Not all superannuation funds are created equal

The Murray report (authored by David Murray ex CBA CEO) has, among many things, found that Australians are paying double the fees of other western countries for their retirement funds. This amounts to costing us approximately $20 billion each year (that’s right, you heard this figure correctly) or an average of $1,100 each.

This is an enormous amount of money which is just not getting to where is should be, which is into the pockets of people who are making the contributions in the first place.

Why is this the case, you may be asking? We’re being ripped off by these super fund managers, a lot of people will be saying and it’s just not fair!

Yes, we could blame the fund managers for banging us all with high fees and confusing us all with large, complicated statements and the like and whilst this may be true to a certain extent, the simple fact is a large portion of the blame should rest with the consumer, and their apathy about their superannuation fund.

Most people just accept their employers super fund and never bother to check how their fund might compare to others out there and the fact they have options open to them in most situations.

Now I’m not for one minute saying that a super fund can’t charge a fee for management and they aren’t allowed to make some money, of course they are, as they’re managing the fund and it is a business after all.

But the reality is there are funds out there that have reasonable fees and a reasonable return from their performance AND most of us are free to switch to whatever fund we choose too.

You do have superannuation options available to you and there are lots of options!

For most of us, our superannuation is probably our biggest asset after our house, and in some cases it might even exceed our house value, so doesn’t it make sense to take a little more notice of what you might be getting?

Or perhaps employ the services of a financial services professional to look into this with a clear brief being to get a fund in place that does actually have reasonable fees, as well as a reasonable return.

Basically there are 3 super camps emerging: the first is what most of us would know as a managed fund (AKA, a retail fund) from the likes of the big four banks and the insurance companies etc.

The second camp is the Industry Funds, which are created by the industry bodies and spruik that they put their members first and have the lowest fees etc.

Then there’s the third super camp being Self Managed Super Funds (SMSF), which are growing at a rate of knots and seem to becoming the flavour of the year.

Take particular note here of the first two words in this title being “SELF MANAGED”. There are many so-called experts out there that will have anyone with even a small amount of funds in their super believe they can have an SMSF and “take control” of their retirement.
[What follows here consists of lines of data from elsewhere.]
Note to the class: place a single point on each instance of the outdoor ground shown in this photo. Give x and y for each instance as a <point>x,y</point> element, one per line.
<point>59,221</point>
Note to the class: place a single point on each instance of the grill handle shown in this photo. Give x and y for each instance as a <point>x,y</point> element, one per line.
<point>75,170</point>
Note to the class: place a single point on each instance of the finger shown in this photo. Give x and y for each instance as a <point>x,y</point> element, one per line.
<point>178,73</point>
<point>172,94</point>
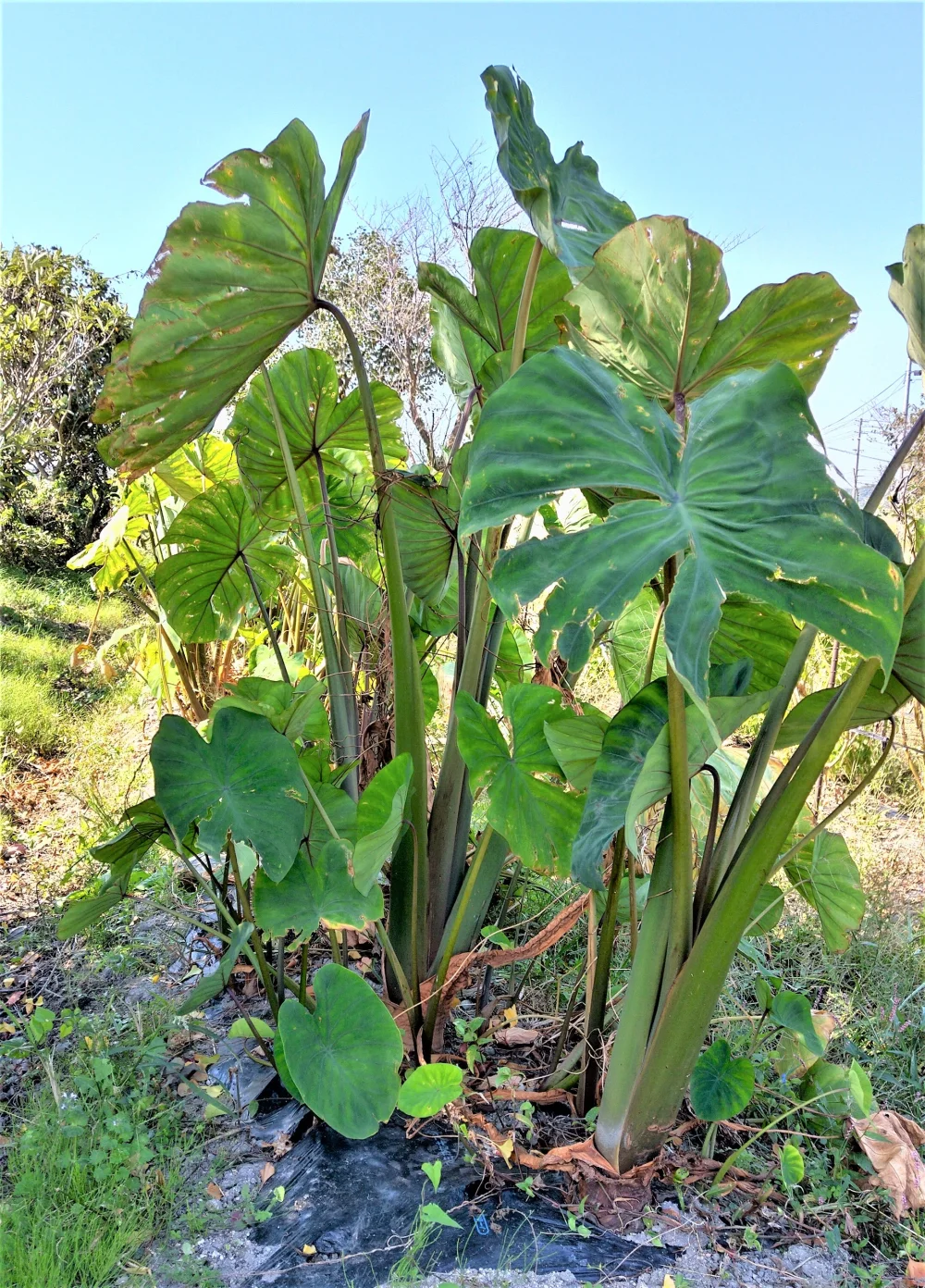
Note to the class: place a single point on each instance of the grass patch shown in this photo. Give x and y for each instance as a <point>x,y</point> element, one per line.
<point>43,700</point>
<point>92,1169</point>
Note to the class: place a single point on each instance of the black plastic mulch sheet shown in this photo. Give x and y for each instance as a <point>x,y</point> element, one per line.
<point>356,1202</point>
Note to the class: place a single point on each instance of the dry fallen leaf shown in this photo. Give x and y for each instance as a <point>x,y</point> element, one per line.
<point>515,1037</point>
<point>892,1144</point>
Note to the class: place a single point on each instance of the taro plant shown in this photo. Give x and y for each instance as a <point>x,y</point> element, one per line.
<point>643,472</point>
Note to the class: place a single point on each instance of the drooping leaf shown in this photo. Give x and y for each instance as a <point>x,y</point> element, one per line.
<point>195,467</point>
<point>794,1012</point>
<point>626,742</point>
<point>314,890</point>
<point>630,640</point>
<point>570,211</point>
<point>343,1058</point>
<point>576,745</point>
<point>873,706</point>
<point>232,282</point>
<point>908,666</point>
<point>763,634</point>
<point>426,513</point>
<point>472,332</point>
<point>797,322</point>
<point>210,985</point>
<point>564,421</point>
<point>537,818</point>
<point>246,779</point>
<point>315,424</point>
<point>793,1166</point>
<point>767,910</point>
<point>651,303</point>
<point>827,877</point>
<point>205,587</point>
<point>429,1087</point>
<point>380,820</point>
<point>907,290</point>
<point>298,712</point>
<point>721,1087</point>
<point>653,779</point>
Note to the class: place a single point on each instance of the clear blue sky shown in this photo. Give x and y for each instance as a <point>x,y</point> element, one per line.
<point>800,124</point>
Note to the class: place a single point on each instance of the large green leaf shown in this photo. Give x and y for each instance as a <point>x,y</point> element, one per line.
<point>343,1058</point>
<point>721,1087</point>
<point>873,706</point>
<point>428,1088</point>
<point>576,743</point>
<point>537,818</point>
<point>205,587</point>
<point>763,634</point>
<point>630,640</point>
<point>232,281</point>
<point>471,331</point>
<point>426,514</point>
<point>653,779</point>
<point>651,303</point>
<point>380,820</point>
<point>317,427</point>
<point>651,309</point>
<point>797,322</point>
<point>195,467</point>
<point>245,781</point>
<point>314,890</point>
<point>626,742</point>
<point>570,211</point>
<point>773,529</point>
<point>908,666</point>
<point>827,877</point>
<point>907,290</point>
<point>299,712</point>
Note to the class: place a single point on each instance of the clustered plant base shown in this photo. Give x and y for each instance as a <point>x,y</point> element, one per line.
<point>701,539</point>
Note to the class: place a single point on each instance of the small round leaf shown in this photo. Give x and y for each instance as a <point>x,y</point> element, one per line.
<point>721,1086</point>
<point>428,1088</point>
<point>343,1058</point>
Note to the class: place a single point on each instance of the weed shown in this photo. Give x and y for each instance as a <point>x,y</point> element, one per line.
<point>92,1157</point>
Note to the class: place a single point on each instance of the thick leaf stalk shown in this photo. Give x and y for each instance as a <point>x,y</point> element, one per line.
<point>409,887</point>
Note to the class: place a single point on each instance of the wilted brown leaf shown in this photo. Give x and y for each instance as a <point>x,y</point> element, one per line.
<point>892,1144</point>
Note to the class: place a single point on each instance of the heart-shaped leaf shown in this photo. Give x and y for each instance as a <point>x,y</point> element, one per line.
<point>537,818</point>
<point>827,877</point>
<point>794,1012</point>
<point>245,781</point>
<point>231,282</point>
<point>653,779</point>
<point>473,331</point>
<point>343,1058</point>
<point>210,985</point>
<point>626,742</point>
<point>428,1088</point>
<point>314,890</point>
<point>907,290</point>
<point>651,303</point>
<point>205,587</point>
<point>721,1087</point>
<point>317,427</point>
<point>781,535</point>
<point>380,820</point>
<point>570,211</point>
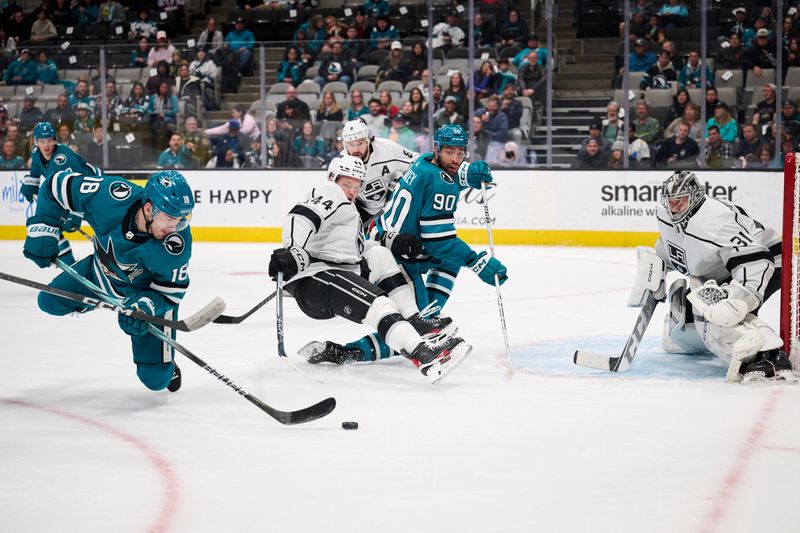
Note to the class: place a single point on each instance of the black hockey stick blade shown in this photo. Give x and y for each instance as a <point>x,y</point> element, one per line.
<point>290,418</point>
<point>227,319</point>
<point>624,361</point>
<point>191,323</point>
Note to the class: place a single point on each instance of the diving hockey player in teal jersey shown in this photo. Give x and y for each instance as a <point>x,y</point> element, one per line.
<point>142,248</point>
<point>423,206</point>
<point>47,158</point>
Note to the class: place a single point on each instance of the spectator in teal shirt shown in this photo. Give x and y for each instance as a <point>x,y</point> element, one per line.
<point>241,41</point>
<point>722,119</point>
<point>9,160</point>
<point>309,144</point>
<point>177,155</point>
<point>46,70</point>
<point>383,34</point>
<point>21,71</point>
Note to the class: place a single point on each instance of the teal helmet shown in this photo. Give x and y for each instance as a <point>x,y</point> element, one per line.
<point>43,130</point>
<point>450,135</point>
<point>169,193</point>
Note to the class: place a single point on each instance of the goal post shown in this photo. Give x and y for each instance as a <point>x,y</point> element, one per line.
<point>790,260</point>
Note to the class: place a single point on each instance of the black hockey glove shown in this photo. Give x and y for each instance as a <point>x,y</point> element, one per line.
<point>402,244</point>
<point>290,261</point>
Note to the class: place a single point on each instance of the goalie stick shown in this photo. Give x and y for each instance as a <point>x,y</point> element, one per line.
<point>301,416</point>
<point>191,323</point>
<point>623,362</point>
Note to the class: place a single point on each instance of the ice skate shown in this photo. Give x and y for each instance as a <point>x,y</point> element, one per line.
<point>316,352</point>
<point>175,382</point>
<point>436,361</point>
<point>773,365</point>
<point>434,329</point>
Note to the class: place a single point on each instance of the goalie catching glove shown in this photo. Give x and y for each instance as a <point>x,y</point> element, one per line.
<point>402,244</point>
<point>724,306</point>
<point>487,268</point>
<point>291,261</point>
<point>650,276</point>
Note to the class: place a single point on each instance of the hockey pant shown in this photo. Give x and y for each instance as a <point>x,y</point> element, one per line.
<point>346,294</point>
<point>152,357</point>
<point>689,332</point>
<point>434,290</point>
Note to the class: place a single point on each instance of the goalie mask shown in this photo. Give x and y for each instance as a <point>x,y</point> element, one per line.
<point>682,195</point>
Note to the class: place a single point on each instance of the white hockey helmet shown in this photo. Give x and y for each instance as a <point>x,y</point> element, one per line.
<point>347,165</point>
<point>682,195</point>
<point>354,129</point>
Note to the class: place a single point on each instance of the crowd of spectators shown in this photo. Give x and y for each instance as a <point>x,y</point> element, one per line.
<point>741,130</point>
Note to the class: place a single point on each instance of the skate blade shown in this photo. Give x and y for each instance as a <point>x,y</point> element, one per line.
<point>311,349</point>
<point>439,337</point>
<point>439,371</point>
<point>782,376</point>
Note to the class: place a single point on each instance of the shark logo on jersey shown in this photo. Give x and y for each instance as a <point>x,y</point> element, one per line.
<point>174,244</point>
<point>374,190</point>
<point>677,256</point>
<point>111,267</point>
<point>120,190</point>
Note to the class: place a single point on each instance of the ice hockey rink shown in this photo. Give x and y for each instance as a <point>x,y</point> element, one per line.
<point>666,447</point>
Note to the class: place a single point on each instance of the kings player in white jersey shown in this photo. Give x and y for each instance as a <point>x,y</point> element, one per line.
<point>732,262</point>
<point>385,161</point>
<point>331,271</point>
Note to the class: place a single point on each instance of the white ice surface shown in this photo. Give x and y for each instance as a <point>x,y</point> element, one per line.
<point>85,447</point>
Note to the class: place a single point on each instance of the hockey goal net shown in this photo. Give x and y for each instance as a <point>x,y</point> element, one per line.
<point>790,264</point>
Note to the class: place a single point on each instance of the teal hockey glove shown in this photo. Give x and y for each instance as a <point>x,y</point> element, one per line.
<point>30,187</point>
<point>41,243</point>
<point>152,306</point>
<point>487,267</point>
<point>477,172</point>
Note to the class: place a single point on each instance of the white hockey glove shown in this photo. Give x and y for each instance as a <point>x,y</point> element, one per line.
<point>650,275</point>
<point>724,306</point>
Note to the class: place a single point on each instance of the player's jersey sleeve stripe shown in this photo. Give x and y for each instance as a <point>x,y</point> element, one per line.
<point>305,212</point>
<point>744,259</point>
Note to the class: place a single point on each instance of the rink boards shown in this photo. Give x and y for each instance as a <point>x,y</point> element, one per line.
<point>571,208</point>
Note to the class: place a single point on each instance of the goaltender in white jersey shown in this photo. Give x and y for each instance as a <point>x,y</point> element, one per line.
<point>385,160</point>
<point>733,265</point>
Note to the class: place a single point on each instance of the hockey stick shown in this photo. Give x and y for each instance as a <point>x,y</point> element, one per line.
<point>308,414</point>
<point>623,362</point>
<point>496,279</point>
<point>226,319</point>
<point>279,328</point>
<point>194,322</point>
<point>218,318</point>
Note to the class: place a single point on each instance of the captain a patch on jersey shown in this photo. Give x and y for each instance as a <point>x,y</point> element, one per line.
<point>120,190</point>
<point>174,243</point>
<point>374,190</point>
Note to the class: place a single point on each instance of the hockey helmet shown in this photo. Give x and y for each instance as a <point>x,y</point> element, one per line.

This is a very typical example of the ice-berg syndrome i.e. there’s a lot more here than you can see and most of what you can’t see, can cause a lot of damage.

Don’t get me wrong with SMSF’s, I’m not for one minute trying to be negative about them, on the contrary, I’m a big believer in the concept…I’ve got an SMSF myself. All I’m saying is that an SMSF is most certainly not for every one and really needs major consideration and getting all the (true) facts before one considers setting up an SMSF.

The bottom line is this, superannuation is a terrific vehicle for retirement savings, and if it’s done properly and correctly it can (and should) enable most people to retire in a reasonable level of financial comfort when it does come time to leave the work force.

And I’m not talking about the wealthy or semi-wealthy, I’m talking about us mere mortals out there who work hard each and every day to make a living.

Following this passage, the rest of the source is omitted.